What is happening now, whether the politicians realise it or not is a fundamental restructuring of the economy. One that better reflects the underlying conditions. Now we get to see how deep the rot has set in. We can only hope it is not as bad as we fear. But it is better to know that to continue to maintain a house built on sand. The sooner we bite the bullet the sooner we can rebuild while the rest of Europe continues to lie to itself.

In end the remainers are the ones would would rather kick the can down the road, keep life comfortable and ignore the creeping rot. They tell us that GDP is growing and that the fundamentals are sound and that more people are in work than ever before. Does anyone actually believe that? I don't. I think it's a pyramid scheme and it's running out of steam and that is why we have seen such sluggish recovery. How can there be a boom if capitalism cannot reinvent?

Ultimately the remainers don't want to be inconvenienced and do not want to be disturbed by reality. The shallow, selfish existence of the modern Brit, living in blissful ignorance is what they seek to preserve - oblivious to the omni-crisis happening on the mainland EU. Those who are particularly well served by the status quo are content to live our their lives at the expense of everyone else, passing the bill to the next generation.

That is not the world I wish to hand to my nice and nephew. I do not want to see them rattle around as mere economic units in this empty lie of an economy producing nothing and believing in nothing. I want them to have a real life in a country with a purpose - not as a mere region of an increasingly corporatised and homogenised Europe.

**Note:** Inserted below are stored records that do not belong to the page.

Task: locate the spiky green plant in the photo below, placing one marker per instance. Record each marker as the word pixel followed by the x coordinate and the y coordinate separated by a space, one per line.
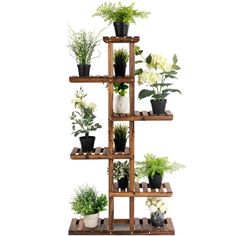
pixel 121 56
pixel 156 165
pixel 87 201
pixel 120 131
pixel 117 12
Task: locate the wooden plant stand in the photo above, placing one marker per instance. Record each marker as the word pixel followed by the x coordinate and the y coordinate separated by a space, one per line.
pixel 132 225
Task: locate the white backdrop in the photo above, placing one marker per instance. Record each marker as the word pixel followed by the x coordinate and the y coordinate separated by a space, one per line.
pixel 37 177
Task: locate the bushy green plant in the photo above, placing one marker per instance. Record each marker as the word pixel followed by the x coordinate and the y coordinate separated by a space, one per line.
pixel 82 44
pixel 117 12
pixel 121 56
pixel 120 131
pixel 87 201
pixel 120 170
pixel 156 165
pixel 83 117
pixel 155 76
pixel 120 88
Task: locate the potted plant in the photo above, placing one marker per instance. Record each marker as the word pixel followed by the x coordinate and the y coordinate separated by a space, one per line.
pixel 155 76
pixel 88 204
pixel 158 208
pixel 121 57
pixel 82 45
pixel 120 15
pixel 154 168
pixel 121 173
pixel 121 101
pixel 83 120
pixel 120 137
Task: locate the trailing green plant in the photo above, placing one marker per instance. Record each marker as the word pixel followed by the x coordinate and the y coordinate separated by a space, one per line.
pixel 153 165
pixel 120 131
pixel 117 12
pixel 83 117
pixel 121 56
pixel 157 71
pixel 82 44
pixel 120 88
pixel 120 170
pixel 87 201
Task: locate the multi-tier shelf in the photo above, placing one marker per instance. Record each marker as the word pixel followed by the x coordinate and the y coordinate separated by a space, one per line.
pixel 132 225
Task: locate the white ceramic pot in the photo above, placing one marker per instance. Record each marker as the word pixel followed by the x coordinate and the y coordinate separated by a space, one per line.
pixel 121 104
pixel 91 221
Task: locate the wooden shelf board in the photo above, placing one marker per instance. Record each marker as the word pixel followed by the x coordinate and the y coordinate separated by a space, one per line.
pixel 121 226
pixel 100 79
pixel 142 190
pixel 142 116
pixel 98 153
pixel 128 39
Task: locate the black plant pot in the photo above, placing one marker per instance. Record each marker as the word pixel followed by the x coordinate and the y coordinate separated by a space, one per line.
pixel 121 29
pixel 120 145
pixel 87 143
pixel 120 69
pixel 158 107
pixel 155 181
pixel 123 183
pixel 84 69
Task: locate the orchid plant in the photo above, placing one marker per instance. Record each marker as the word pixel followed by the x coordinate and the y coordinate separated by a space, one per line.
pixel 157 71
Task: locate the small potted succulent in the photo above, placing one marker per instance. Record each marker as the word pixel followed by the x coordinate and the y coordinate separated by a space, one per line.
pixel 155 76
pixel 121 173
pixel 120 15
pixel 120 137
pixel 83 120
pixel 121 101
pixel 121 57
pixel 154 168
pixel 88 204
pixel 82 45
pixel 158 208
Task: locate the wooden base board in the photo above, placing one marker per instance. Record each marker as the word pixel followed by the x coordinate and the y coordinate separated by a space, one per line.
pixel 122 227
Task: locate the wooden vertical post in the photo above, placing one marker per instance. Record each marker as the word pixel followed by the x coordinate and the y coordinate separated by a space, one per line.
pixel 110 133
pixel 131 136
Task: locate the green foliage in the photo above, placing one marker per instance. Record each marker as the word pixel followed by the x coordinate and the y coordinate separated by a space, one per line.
pixel 120 170
pixel 83 117
pixel 117 12
pixel 121 56
pixel 82 44
pixel 156 165
pixel 87 201
pixel 120 88
pixel 120 131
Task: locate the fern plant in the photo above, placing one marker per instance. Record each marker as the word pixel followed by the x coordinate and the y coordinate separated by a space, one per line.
pixel 156 165
pixel 87 201
pixel 117 12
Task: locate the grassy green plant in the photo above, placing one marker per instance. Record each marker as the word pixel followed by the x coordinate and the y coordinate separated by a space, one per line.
pixel 82 44
pixel 121 56
pixel 87 201
pixel 117 12
pixel 120 131
pixel 120 88
pixel 155 165
pixel 83 117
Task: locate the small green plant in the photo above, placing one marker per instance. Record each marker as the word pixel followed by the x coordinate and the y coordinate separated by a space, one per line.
pixel 82 44
pixel 120 88
pixel 120 131
pixel 121 56
pixel 120 170
pixel 87 201
pixel 156 165
pixel 155 75
pixel 83 117
pixel 116 12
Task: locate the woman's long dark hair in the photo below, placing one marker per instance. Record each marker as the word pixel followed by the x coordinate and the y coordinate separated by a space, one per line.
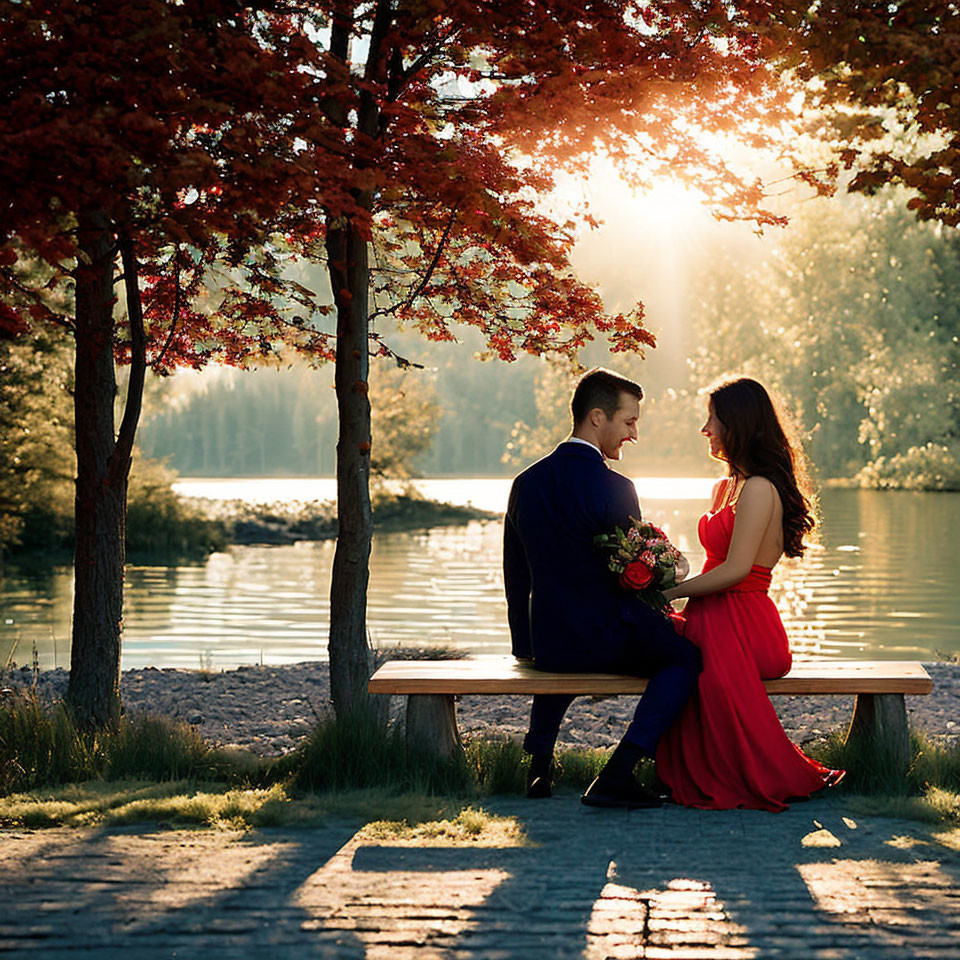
pixel 755 444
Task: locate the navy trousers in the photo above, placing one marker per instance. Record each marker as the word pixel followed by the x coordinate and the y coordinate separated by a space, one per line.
pixel 672 663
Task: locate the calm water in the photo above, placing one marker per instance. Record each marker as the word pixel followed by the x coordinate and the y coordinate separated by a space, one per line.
pixel 881 584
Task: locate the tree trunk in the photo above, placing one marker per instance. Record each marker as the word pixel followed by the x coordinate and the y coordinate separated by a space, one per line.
pixel 349 268
pixel 350 659
pixel 94 691
pixel 103 468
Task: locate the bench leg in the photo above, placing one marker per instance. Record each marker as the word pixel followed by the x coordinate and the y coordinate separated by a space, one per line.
pixel 880 724
pixel 432 724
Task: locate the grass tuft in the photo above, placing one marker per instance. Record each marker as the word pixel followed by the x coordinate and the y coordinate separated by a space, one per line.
pixel 40 745
pixel 359 751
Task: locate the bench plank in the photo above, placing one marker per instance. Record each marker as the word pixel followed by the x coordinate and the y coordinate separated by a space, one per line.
pixel 494 675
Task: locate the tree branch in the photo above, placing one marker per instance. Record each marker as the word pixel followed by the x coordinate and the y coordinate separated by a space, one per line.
pixel 421 286
pixel 177 304
pixel 120 459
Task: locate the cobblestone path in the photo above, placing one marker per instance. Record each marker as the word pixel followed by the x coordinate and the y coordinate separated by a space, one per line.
pixel 814 882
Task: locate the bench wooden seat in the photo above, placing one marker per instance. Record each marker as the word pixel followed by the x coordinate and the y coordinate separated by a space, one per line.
pixel 431 686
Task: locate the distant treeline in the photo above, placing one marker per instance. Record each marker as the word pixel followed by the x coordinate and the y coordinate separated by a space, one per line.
pixel 283 421
pixel 852 313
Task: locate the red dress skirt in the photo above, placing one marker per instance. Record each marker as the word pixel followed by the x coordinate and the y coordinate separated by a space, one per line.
pixel 727 748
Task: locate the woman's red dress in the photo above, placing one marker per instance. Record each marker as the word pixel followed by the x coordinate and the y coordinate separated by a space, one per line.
pixel 727 748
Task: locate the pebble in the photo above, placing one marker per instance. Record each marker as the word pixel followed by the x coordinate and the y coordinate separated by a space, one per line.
pixel 269 709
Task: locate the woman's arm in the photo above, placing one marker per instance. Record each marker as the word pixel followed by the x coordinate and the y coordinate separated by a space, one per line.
pixel 755 509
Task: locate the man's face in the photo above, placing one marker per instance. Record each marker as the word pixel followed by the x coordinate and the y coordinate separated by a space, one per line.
pixel 620 428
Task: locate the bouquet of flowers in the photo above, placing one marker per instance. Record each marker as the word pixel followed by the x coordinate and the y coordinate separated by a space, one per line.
pixel 645 561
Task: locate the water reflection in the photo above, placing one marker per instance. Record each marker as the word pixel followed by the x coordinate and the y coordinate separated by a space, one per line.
pixel 879 584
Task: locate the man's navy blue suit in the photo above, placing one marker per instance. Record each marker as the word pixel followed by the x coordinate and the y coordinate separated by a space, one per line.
pixel 566 609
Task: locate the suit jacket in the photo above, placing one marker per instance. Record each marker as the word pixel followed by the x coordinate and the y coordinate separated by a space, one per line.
pixel 565 607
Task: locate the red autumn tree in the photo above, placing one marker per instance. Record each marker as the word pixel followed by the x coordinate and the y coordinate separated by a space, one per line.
pixel 186 152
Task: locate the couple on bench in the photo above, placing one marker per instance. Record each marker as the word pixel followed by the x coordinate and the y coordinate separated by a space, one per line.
pixel 705 717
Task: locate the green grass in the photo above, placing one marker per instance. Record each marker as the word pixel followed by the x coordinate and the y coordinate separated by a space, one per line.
pixel 156 769
pixel 40 745
pixel 871 771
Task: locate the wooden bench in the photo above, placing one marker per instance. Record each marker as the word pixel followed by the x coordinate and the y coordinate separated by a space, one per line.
pixel 879 714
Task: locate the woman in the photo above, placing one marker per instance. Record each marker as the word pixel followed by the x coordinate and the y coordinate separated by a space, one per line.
pixel 727 748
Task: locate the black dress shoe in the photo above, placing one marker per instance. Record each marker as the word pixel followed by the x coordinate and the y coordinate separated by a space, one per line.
pixel 623 794
pixel 538 788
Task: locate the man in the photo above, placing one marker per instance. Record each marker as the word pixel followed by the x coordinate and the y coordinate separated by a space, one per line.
pixel 568 612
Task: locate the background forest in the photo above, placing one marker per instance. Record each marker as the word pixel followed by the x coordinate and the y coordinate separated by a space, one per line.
pixel 852 313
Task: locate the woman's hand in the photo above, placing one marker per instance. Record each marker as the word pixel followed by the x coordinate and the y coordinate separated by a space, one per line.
pixel 756 508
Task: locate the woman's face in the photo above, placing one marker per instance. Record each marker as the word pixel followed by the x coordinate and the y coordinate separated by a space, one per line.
pixel 713 431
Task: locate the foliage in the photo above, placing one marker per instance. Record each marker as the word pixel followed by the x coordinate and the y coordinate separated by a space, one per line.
pixel 932 765
pixel 191 151
pixel 41 744
pixel 852 314
pixel 160 524
pixel 356 751
pixel 930 467
pixel 36 459
pixel 405 412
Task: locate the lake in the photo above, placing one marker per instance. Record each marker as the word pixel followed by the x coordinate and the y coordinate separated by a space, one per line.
pixel 880 584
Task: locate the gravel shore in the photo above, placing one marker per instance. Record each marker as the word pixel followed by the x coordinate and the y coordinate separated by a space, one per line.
pixel 269 709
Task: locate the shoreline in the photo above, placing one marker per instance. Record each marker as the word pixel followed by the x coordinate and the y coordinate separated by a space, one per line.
pixel 268 710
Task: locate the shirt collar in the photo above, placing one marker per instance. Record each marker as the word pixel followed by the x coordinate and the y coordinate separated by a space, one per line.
pixel 593 446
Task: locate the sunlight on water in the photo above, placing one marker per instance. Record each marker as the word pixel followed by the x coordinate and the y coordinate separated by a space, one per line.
pixel 483 493
pixel 879 584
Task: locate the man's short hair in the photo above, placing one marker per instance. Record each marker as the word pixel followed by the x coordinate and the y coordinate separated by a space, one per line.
pixel 601 388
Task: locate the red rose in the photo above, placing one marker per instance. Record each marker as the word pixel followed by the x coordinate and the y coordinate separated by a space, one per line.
pixel 636 575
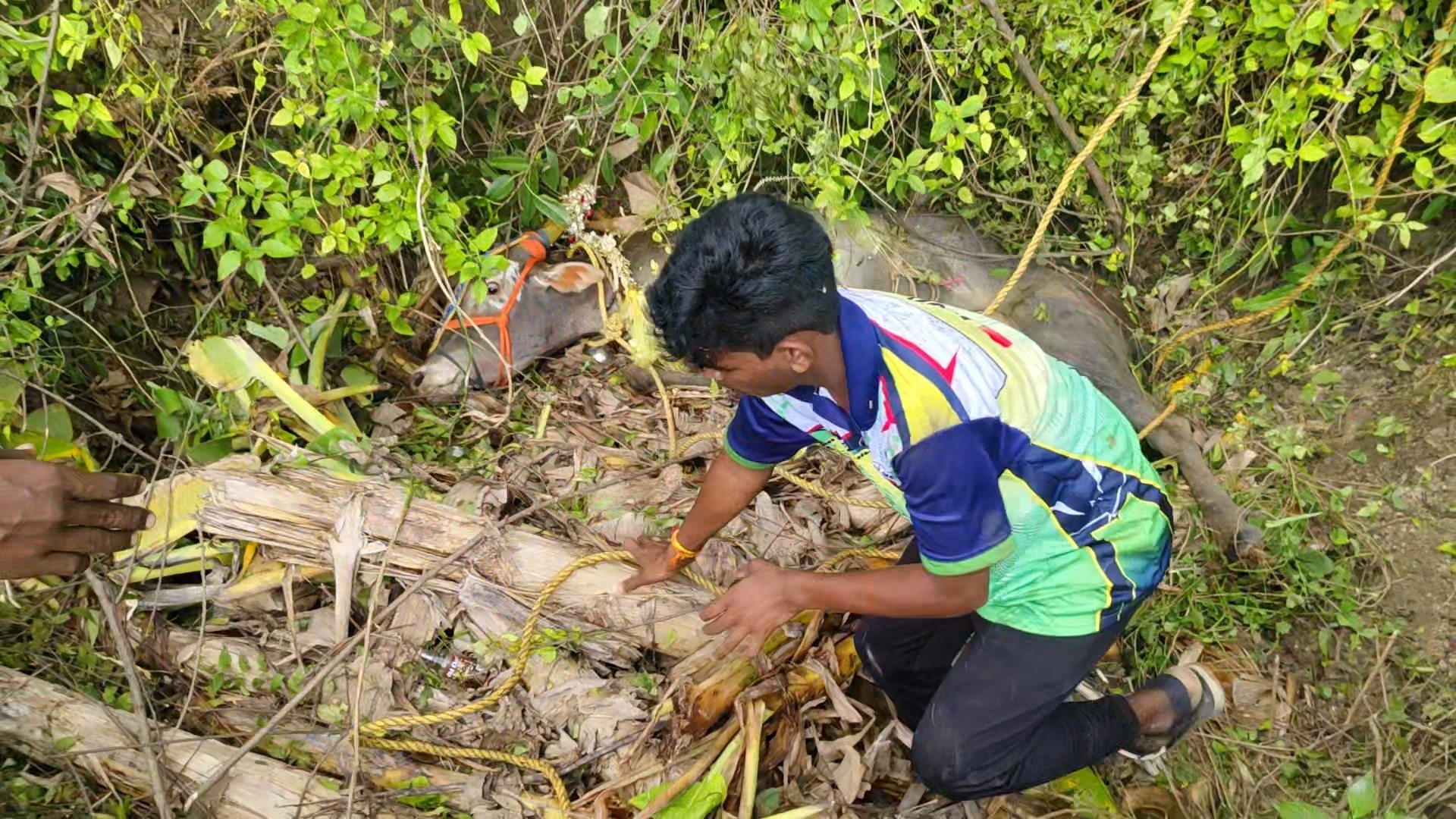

Ever since the referendum we have seen the ugly face of the remainers. It is a great slander to suggest that Brexit is motivated by a hatred of foreigners. Equally so to suggest that we are not fit to decide for ourselves whether we want to be governed by the EU.

We eurosceptics warned over many years that we were signing up to something far more extensive than simply a trading relationship and there would be a price to pay for doing it. Once the EU deception become clear leaving was a certainty. It was only a question of timing. The Lisbon Treaty has made it infinitely more difficult and costly and if you want someone to blame for what is happening now then take issue with those hubristic politicians who ratified it.

Now that we are leaving we should welcome the challenge and get ready to make best use of the opportunities it presents. Those who say there are none are those with no imagination or drive. They who were content to fester in a stagnant settlement. Their petty griping over Brexit reveals their character. That is not Britain though.

The majority of people, whether they voted to leave or not now stand ready to make the best of what Mrs May can get. And she will do ok so long as she keeps it real. The hardcore leavers can bleat about hard Brexit all they like, but Mrs May has a duty to the country to ensure that Brexit gives us the change we need while safeguarding our future relations with the EU. If that means, for the time being that we stay in the single market then so be it. We have enough change to be getting on with for now.